Adaptive Delay-based Congestion Control for High Bandwidth-Delay Product Networks

The design of an end-to-end Internet congestion control protocol that could achieve high utilization, fair sharing of bottleneck bandwidth, and fast convergence while remaining TCP-friendly is an ongoing challenge that continues to attract considerable research attention. This paper presents ACP, an Adaptive end-to-end Congestion control Protocol that achieves the above goals in high bandwidth-delay product networks where TCP becomes inefficient. The main contribution of ACP is a new form of congestion window control, combining the estimation of the bottleneck queue size and a measure of fair sharing.

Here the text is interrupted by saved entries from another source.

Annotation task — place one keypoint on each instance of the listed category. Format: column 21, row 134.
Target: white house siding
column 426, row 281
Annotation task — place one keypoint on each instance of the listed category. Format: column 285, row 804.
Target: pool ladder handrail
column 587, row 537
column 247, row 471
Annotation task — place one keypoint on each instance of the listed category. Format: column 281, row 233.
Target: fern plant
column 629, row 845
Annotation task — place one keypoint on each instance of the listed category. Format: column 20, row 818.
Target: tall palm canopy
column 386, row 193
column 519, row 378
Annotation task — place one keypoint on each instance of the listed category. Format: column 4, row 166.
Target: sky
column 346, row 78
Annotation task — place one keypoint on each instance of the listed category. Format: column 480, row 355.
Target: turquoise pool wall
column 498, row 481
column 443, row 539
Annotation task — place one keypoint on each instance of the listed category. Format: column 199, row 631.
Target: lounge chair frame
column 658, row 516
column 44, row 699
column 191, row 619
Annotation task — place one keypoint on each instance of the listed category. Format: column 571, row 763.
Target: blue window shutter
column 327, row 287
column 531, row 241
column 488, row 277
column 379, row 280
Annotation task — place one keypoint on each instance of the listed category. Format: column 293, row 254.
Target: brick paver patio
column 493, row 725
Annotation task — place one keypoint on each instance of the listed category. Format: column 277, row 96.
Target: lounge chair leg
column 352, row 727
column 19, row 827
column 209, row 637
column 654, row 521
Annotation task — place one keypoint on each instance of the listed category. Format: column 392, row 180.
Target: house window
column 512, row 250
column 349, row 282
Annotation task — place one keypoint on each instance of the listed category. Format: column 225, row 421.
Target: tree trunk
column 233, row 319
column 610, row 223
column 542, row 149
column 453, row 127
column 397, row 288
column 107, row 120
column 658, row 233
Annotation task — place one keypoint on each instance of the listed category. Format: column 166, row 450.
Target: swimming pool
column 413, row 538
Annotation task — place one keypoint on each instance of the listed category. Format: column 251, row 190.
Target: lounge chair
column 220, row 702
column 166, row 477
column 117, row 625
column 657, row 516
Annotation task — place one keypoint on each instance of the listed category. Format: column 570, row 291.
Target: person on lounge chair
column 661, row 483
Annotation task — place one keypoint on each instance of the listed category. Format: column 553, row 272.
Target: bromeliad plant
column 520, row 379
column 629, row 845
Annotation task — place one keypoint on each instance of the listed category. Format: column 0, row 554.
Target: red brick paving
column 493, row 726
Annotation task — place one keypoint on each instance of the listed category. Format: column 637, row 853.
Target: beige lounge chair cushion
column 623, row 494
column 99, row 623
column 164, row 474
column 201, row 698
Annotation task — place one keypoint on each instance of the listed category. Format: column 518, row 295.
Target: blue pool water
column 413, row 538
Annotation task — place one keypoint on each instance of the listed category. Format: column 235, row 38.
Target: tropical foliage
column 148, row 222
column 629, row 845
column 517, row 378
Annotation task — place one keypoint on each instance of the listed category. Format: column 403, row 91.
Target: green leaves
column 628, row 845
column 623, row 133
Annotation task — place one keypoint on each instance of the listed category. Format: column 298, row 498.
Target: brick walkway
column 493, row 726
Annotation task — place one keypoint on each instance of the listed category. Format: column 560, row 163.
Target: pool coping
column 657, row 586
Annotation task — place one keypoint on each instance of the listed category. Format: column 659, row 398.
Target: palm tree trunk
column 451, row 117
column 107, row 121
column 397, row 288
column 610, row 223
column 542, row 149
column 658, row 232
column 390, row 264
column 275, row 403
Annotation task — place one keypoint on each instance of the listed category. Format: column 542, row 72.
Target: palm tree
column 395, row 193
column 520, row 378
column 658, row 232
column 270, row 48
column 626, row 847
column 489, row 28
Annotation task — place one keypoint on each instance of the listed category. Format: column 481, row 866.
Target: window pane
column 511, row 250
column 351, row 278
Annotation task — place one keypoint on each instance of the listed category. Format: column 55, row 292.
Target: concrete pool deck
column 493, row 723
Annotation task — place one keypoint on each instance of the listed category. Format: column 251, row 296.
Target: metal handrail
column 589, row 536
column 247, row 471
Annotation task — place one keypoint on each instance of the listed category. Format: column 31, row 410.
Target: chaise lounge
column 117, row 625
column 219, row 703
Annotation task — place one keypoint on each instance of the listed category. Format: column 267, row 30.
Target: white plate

Specifically, upon detecting congestion, ACP decreases the congestion window size by the exact amount required to empty the bottleneck queue while maintaining high utilization, while the increases of the congestion window are based on a "fairness ratio" metric of each flow, which ensures fast convergence to a fair equilibrium. We demonstrate the benefits of ACP using both ns-2 simulation and experimental measurements of a Linux prototype implementation. In particular, we show that the new protocol is TCP-friendly and allows TCP and ACP flows to coexist in various circumstances, and that ACP indeed behaves more fairly than other TCP variants under heterogeneous round-trip times (RTT).